Michelle is clear-eyed about the challenges of philanthropy. Yes, as a program officer, she gets to give money away. That is as rewarding as it sounds, especially for someone who has seen firsthand the difficulties nonprofit organizations face due to scarce resources. However, giving money away responsibly and ethically is difficult. The role comes with power and influence and it requires a high degree of humility and willingness to be accountable. Michelle calls hers “one of the best jobs” and feels privileged to do it; but, at the same time, it is not easy. She also sometimes finds her distance from the work challenging. Social workers thrive on seeing the difference they are making, and she cannot always track the impact of her work that directly. Some days, she gets to connect with staff and clients during site visits, but her primary responsibility is to get her grantees the resources to do their work. This means that she does not have as much of the ongoing engagement that has been so meaningful throughout her earlier career, although she does experience the reward of being part of tangible community change, on a broad scale.
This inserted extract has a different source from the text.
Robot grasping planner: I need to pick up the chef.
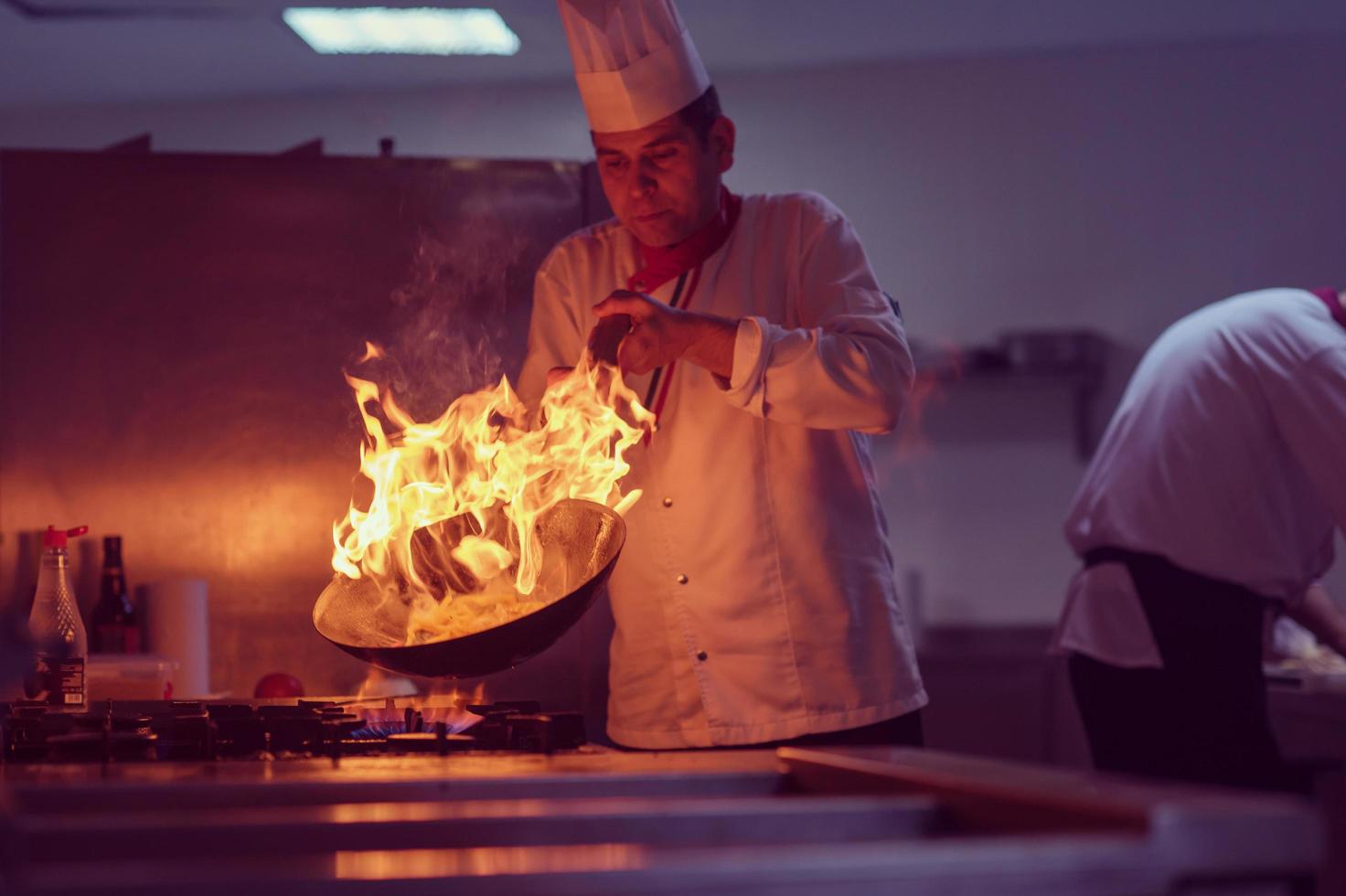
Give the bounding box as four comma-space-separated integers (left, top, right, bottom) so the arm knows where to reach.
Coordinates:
1057, 289, 1346, 788
519, 0, 926, 750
Michelle sees a promising landscape for social workers in philanthropy. Many foundations are hiring people who have experience in social services and/or community development. Job descriptions increasingly seek applicants with graduate degrees in social work or other human services fields. From her perspective, this makes sense; if one looks at the mission statements across different foundations, they often reflect what social workers get into the field to do—make people’s lives better today, and transform communities and systems, for stronger tomorrows.